Your code will also be given ints testType and scenario, indicating the type of test and which of the three scenarios is being tested.
Your code will be scored by calculating the SSE (sum of squared error) of your predictions. Also, SSE0 will be calculated, using the average of all IQ values in the training set as the prediction. Your score for a test case will then be given by:
Score = 1000000 * MAX(0, 1 - SSE/SSE0)
Your overall score will be the average score across all test cases.
Notes on Data Set Generation
- The full data set contains approximately 138,000 lines, covering just over 30,000 ID values.
- The full data set is divided into 40% for example tests, 20% for provisional tests, and 40% for system tests. All data belonging to the same ID is placed in the same data set.

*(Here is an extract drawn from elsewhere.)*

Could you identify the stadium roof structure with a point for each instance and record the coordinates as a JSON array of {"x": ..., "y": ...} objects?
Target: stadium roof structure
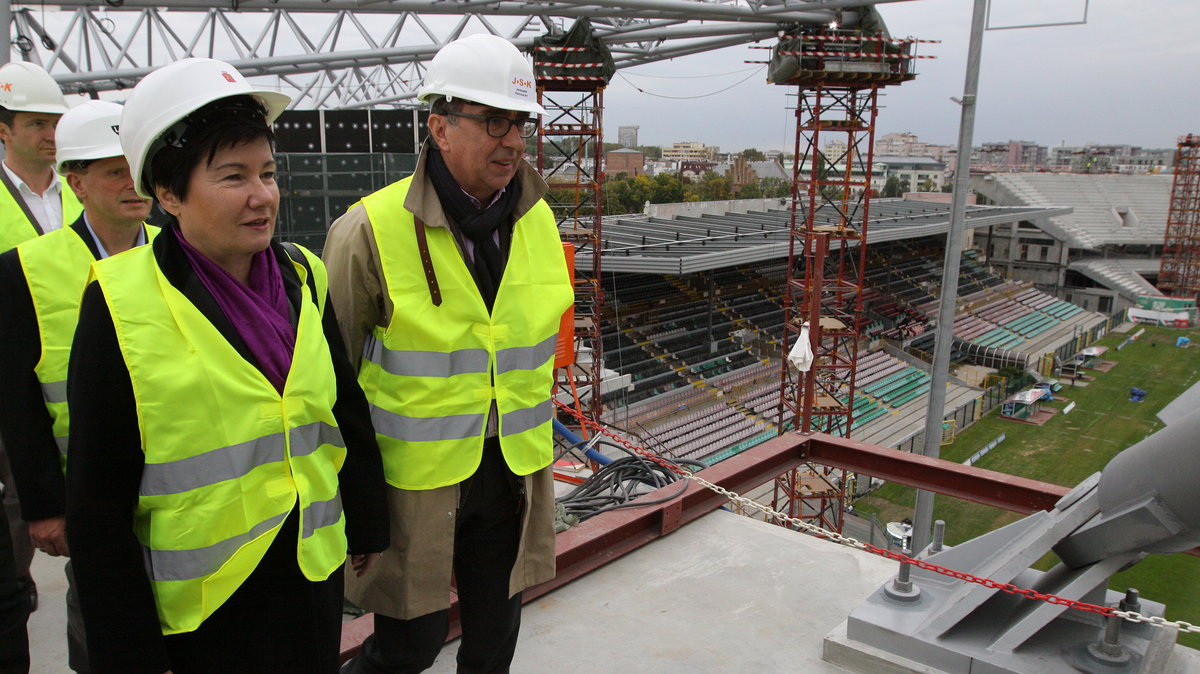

- For each test, approximately 66% of the data (from that segment) is selected for training, and the remainder for testing.
- For provisional tests, all example data is also added to the training set.
- For system tests, all example and approximately 50% of the provisional data is also added to the training set.
- There are 10 example cases and 50 provisional test cases.
Notes on Time Limits
Because different test types deal with different volumes of data, the time limits will also differ. Example tests are limited to 360s (6 minutes), provisional tests to 540s (9 minutes) and system tests to 900s (15 minutes). The testType parameter will be 0, 1, or 2, to indicate Example, Provisional, or System test, respectively, so that your code can take timing into account. Similarly, the scenario parameter is also 0, 1, or 2, referring to the three scenarios listed above.